Recurrence relation without modulo

Question

So I have this function, $f(n)$. If $n$ is odd it equals $2$, if $n$ is even it equals $1$. For example, $f(1) = 2$ and $f(2) = 1$.

I need to find a recurrence relation for this function. However, I can't figure out at all how to "properly" find one by calling $f(n-1)$. I could only find:

$$f(n) = \mod(n,2) + 1$$

Is there a way to replace the mod operator to have a proper recurrence relation that returns the same results?

EDIT: currently trying out your answers.
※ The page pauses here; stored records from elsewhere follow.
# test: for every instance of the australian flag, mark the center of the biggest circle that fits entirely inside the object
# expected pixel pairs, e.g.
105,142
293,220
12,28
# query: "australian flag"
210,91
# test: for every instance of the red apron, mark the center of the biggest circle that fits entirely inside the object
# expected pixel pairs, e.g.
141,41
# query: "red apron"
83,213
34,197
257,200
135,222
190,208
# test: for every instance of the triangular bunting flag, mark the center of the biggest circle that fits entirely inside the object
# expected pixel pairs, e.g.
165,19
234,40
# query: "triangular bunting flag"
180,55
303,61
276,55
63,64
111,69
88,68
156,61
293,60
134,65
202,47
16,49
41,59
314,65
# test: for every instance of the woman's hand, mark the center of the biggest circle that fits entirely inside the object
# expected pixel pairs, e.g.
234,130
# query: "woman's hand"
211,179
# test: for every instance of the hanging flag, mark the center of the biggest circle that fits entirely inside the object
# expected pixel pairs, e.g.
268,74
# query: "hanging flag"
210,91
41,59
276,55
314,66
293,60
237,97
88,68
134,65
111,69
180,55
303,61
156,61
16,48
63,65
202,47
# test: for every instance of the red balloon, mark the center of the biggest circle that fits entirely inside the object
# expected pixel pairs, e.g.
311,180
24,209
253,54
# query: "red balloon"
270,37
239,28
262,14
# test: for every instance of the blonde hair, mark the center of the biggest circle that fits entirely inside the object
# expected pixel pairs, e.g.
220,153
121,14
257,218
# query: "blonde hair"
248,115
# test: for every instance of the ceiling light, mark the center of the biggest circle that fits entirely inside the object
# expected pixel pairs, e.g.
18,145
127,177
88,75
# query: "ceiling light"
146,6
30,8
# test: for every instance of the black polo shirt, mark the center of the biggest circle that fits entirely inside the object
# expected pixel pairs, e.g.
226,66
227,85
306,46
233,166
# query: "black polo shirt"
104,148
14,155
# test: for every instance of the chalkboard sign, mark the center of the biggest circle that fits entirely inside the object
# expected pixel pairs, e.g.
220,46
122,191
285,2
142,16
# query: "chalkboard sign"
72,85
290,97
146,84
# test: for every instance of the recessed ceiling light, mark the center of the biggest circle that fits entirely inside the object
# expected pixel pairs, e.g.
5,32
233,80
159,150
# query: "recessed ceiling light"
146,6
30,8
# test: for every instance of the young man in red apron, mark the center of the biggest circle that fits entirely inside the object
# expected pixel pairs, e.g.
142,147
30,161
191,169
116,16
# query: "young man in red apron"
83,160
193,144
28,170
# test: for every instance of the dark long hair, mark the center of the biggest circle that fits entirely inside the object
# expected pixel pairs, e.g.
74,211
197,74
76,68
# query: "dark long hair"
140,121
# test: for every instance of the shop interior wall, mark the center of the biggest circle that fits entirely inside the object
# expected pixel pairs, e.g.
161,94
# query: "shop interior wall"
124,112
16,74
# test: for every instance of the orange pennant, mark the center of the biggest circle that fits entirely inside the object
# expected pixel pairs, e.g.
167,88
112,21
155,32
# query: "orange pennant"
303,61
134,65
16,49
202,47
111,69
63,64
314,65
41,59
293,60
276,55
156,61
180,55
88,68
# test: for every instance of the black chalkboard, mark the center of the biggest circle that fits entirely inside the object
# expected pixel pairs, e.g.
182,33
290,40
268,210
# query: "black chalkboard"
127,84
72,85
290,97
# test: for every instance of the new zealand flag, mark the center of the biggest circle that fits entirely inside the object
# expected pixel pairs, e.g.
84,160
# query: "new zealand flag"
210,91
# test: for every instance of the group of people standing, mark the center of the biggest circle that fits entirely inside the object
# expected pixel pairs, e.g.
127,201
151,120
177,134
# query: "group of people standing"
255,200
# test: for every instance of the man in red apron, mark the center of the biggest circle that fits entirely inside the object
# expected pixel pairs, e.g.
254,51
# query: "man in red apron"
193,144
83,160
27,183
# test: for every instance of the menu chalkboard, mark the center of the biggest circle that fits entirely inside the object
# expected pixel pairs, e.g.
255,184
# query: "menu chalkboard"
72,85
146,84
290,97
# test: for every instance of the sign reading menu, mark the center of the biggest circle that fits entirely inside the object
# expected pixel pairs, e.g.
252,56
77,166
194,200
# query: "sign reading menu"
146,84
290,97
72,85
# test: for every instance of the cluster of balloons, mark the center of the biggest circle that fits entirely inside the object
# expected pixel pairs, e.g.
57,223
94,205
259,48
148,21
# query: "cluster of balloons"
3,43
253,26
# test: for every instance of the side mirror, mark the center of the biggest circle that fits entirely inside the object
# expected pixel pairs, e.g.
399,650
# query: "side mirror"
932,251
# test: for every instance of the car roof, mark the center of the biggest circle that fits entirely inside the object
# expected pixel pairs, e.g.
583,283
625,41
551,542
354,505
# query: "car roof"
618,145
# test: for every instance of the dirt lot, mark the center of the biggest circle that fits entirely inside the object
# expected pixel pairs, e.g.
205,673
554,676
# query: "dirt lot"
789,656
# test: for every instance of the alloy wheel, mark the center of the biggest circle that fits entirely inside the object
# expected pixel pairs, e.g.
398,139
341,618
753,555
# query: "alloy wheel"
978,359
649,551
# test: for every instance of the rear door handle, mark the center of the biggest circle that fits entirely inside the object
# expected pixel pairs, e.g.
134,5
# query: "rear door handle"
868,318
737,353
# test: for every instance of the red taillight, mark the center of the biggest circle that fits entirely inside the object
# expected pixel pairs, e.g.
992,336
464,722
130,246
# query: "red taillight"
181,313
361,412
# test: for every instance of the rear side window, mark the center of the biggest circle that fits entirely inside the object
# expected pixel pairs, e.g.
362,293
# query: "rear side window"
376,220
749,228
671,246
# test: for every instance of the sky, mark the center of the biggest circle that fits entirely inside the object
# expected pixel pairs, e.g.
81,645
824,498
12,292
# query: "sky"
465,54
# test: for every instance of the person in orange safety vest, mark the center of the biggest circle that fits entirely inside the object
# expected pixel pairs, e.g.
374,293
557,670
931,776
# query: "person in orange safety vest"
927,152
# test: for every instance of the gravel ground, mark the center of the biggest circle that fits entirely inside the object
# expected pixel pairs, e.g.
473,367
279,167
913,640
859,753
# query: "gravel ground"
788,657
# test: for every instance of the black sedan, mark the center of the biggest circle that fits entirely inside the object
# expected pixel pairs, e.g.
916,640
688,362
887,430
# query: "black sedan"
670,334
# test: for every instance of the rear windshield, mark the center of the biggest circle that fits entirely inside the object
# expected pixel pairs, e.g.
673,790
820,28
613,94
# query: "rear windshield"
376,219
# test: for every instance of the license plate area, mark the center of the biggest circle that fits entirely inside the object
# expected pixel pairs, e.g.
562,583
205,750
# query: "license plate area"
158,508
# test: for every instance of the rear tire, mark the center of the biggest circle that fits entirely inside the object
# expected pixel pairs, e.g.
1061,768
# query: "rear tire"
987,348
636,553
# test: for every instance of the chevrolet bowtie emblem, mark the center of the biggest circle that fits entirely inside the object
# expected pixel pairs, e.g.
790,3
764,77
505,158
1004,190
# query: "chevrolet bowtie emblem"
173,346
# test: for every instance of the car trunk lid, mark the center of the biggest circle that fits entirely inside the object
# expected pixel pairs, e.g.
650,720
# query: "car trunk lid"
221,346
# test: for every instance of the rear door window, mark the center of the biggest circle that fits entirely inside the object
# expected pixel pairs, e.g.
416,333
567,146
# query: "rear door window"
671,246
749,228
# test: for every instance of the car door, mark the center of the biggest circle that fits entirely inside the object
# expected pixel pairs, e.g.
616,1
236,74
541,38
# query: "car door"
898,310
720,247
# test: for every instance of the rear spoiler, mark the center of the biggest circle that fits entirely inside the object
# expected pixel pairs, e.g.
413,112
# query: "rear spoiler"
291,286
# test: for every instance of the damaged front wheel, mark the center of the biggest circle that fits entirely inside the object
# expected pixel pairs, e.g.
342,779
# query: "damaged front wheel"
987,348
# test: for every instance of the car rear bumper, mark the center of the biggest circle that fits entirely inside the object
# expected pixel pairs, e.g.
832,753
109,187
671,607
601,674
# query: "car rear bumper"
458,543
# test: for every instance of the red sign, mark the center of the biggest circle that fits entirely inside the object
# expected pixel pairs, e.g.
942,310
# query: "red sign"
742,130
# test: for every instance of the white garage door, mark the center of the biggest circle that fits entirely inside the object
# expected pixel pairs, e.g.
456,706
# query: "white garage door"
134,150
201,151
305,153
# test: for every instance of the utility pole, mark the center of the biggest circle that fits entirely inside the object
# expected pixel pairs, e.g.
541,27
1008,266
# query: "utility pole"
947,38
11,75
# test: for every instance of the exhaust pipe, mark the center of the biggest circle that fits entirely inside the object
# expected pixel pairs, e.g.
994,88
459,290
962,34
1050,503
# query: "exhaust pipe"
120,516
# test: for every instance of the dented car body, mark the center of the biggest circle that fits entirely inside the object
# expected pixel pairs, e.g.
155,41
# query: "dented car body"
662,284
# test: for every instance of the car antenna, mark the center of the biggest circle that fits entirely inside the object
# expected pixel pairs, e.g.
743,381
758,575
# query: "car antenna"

Please post them as $$f(n) = something.

Basically I want $$f(n) when n is greater or equal to 3.

Answer 1

$$f(n+1)=f(n)+(-1)^n\quad\text{with }f(1)=2.$$

Answer 2

$$ f(n+1) = 3-f(n)\qquad f(1) = 2 $$

Answer 3

You want $f(n+2)=f(n)$, so the characteristic equation is $x^2-1=0$, which has roots $1$ and $-1$. Thus the general solution is $\alpha+\beta(-1)^n$. The initial condition tells you $f(0)=1$ and $f(1)=2$, so $$ \alpha+\beta=1 \qquad \alpha-\beta=2 $$ Therefore $\alpha=3/2$ and $\beta=-1/2$. Hence $$ f(n)=\frac{3-(-1)^n}{2} $$ Then $$ f(n+1)=\frac{3-(-1)^{n+1}}{2}=\frac{3-(-1)^n}{2}+\frac{(-1)^{n}-(-1)^{n+1}}{2} =f(n)+(-1)^n $$ and you just need to set $f(0)=1$ or, if your natural numbers start from $1$, with $f(1)=2$.

Alternatively, $$ f(n+1)=\frac{3-(-1)^{n+1}}{2}=\frac{3+(-1)^n}{2}=\frac{6-(3-(-1)^n)}{2}=3-f(n) $$